Des investissements importants mais de nombreux emplois créés
Les investissements nécessaires oscilleraient entre 500 millions et 2,1 milliards de francs suisses par an, dès à présent et jusqu’en 2035. La troisième stratégie («productivité») serait la moins coûteuse (500 millions par an pour atteindre 17 TWh/an et 1,4 milliard par an pour 35 TWh/an) car elle nécessiterait la construction du plus petit nombre de centrales. La première stratégie («diversité») serait la plus coûteuse pour atteindre la cible haute (1,7 milliard) mais se placerait en seconde position pour les trois autres cibles. Toutes cibles et stratégies confondues, c’est la cible des 25 TWh avec le tout-solaire qui serait la plus chère (jusqu’à 2 milliards). Le photovoltaïque étant la source d’énergie majoritaire pour tous les modèles, il absorberait au moins 80% de tous les montants requis.
En fonction des stratégies et des objectifs, la mise en place des capacités de production nécessaires pourrait employer entre 18 000 et 57 000 personnes à temps plein chaque année jusqu’en 2035. Il est supposé que les emplois dans la fabrication représenteraient 33%, la construction et l’installation 62%, l’exploitation et la maintenance 4%, le renouvellement des centrales 1%. Avec une cible à 35 TWh/an, c’est l’option du photovoltaïque avec batteries qui générerait le plus grand nombre d’emplois (50 000).
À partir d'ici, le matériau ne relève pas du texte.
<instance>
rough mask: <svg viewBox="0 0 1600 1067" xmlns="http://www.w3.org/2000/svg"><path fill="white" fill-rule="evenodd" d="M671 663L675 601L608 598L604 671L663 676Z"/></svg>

La majorité des emplois serviraient aux installations photovoltaïques. Pour les première et troisième stratégies, ils se concentreraient dans les cantons du sud et du sud-ouest. Dans le cas de la seconde stratégie, principalement dans les cantons de Berne et Zurich.
Haut niveau d’acceptation des énergies renouvelables et de l’autonomie énergétique
Outre les trois stratégies et leur évaluation technico-économique, le rapport montre également que les préoccupations actuelles en matière de sécurité d’approvisionnement en énergie, qui ont gagné en importance depuis l’attaque russe contre l’Ukraine, vont de pair avec la volonté de viser l’indépendance énergétique et la production nationale d’énergie renouvelable. Néanmoins, comme l’indique Isabelle Stadelmann-Steffen de l’Université de Berne, «l’énergie éolienne et le photovoltaïque au sol - tout comme l’énergie nucléaire - restent un sujet controversé au sein de la population». La professeure de politique comparée est responsable d’une vaste enquête de population conçue et réalisée à l’Université de Berne, qui constitue la base des analyses d’acceptation.
Objectifs réalistes
Les trois modèles montrent que les quatre cibles de production électrique sont techniquement réalisables sans énergie nucléaire et sans grandes centrales à énergies fossiles. Plus l’objectif est ambitieux, moins la Suisse a besoin d’importer de l’électricité. Avec un objectif de 35 TWh/an, la Suisse peut produire presque suffisamment d’électricité renouvelable pour couvrir sa consommation annuelle.
L’importation nette d’électricité restera néanmoins un outil essentiel pour équilibrer l’offre et la demande, principalement en hiver. Au final, ces résultats soutiennent les objectifs les plus ambitieux, dont celui de 35 TWh/an adopté par le Parlement suisse.
La recherche présentée dans cette publication a été réalisée avec le soutien de l’Office fédéral de l’énergie dans le cadre du consortium SWEET EDGE. Les auteurs et autrices sont seuls responsables des conclusions et des résultats présentés dans cette publication.